Tom Terrell's Blog
C'est What?
Apr
03

C'est What

 My Peeples,

Below is one of the chapters of a memoir i've been working on (more off then on) for like four years. Let me know what you think. Remember, feel no way about being painfully honest. I needs the true feedback. Hopefully, I'll have a lil sumpthin' sumpthin', how you say, FRESH for you come this weekend.


Peace,


lil tommy tee

 

                           LOST IN MUSIC

 

 

"NOBODY LOVES ME BUT MY MOTHER (and she could be lying too)" … B.B. King:

 

They say that you only remember the good times of childhood; that all the bad shit -- childhood traumas, humiliations, rejections, loneliness, yada-yada -- is either hazy or buried waay deep. My problem has always been that I remember just as much good as bad shit. I remember my father's love, his tickling  bear hugs, handshakes and humor, but I remember his distance, disappointment, sadness and anger towards me as well. I remember my Moms' love, encouragement, comfort and unshakeable faith in my specialness.

 

I remember the indescribable joy of spending summers at Popski's mother's house in Elizabeth. The wonderful way she spoiled me; giving me enuff money to buy all the comic books I wanted, drinking breakfast coffee with the grownups, wrestling with my cousin Douglas who nicknamed me "Brush"; sitting at the pinochle table every Saturday night with Gramma Rose, her live-in boyfriend Uncle George, his son Robert and Aunt Margie. To Gramma Rose, I was "Jerry" not Tom or Scooter.

 

And I remember the taunting old man next door who called me "Rabbit 'cause your ears are as big as Bugs Bunny's", that night when the KKK burned a cross on the front lawn and the time Gramma Rose told me with a startling meanness that Aunt Ethel who lived upstairs from us in Vauxhall was not my 'real' aunt but simply a family friend named Miz Cotton and the way that forever fucked up the way I related to her, her husband and her daughter Norma who was my Aunt and Godmother.

 

Most of all, I remember when my Moms said I could no longer spend the summer at Gramma Rose's 'cause she was trying to make me into her child; that Rose always resented my mother 'cause she took Popski away from her control and that by spoiling me so much she was going to make me as dependent on her as Aunt Margie and Douglas were. Moms won that war, but I paid dearly.

 

I remember the love my sisters had for me, the way they looked up to me and tried to emulate me; how special they made me feel.
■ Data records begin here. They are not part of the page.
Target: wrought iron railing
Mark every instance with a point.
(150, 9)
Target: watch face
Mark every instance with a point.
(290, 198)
But I also remember how the other kids made the name "Scooter" a running joke, the taunts of 'four eyes", "cornball", "retarded". How Bevie and Michelle got invited to parties that I was never invited to and how I had to lie to them that I knew, but didn't 'feel' like going 'cause if they knew the real reasons they wouldn't go and I didn't want them to be outcasts like I was. I remember how I was teased throughout junior high about crying out 'Save my comic books!" when our apartment was on fire. I remember that I had an ulcer at the age of 15 and homely Dr. Smith telling me she went through the same thing when she was my age and that I was better than all of them as she was in her day.

 

I remember how the kids told my first girlfriend Rashida that going out with me was so uncool that she would lose all her friends. I remember the hurt and betrayal I felt when Rashida started going out with my best friend Russell who was deemed 'cool' enuff 'cause he played guitar in a local band And I remember when I had my first high school house party and the euphoric self-satisfaction and empowerment I got when I turned away all the Vauxhall kids who'd made my brief life a living hell.

 

I remember how music somehow always made things better. When I was lost in the music, I found hope, freedom, joy, magic; I found me. WNJR, WABC, WWRL were my flashlights that chased away the darkness, Sonny Taylor, Dan Ingram, Frankie Crocker, Murray The K were my Obi Wan Kanobies, James Brown, the Temptations, the Miracles, the Rolling Stones, the Beach Boys, Joe Bataan were my Guardian Angels. From the second grade until my senior year, Russell Johnson was the only one who felt the same way and was as lost in music as I was. When he committed suicide, the music and my life stopped.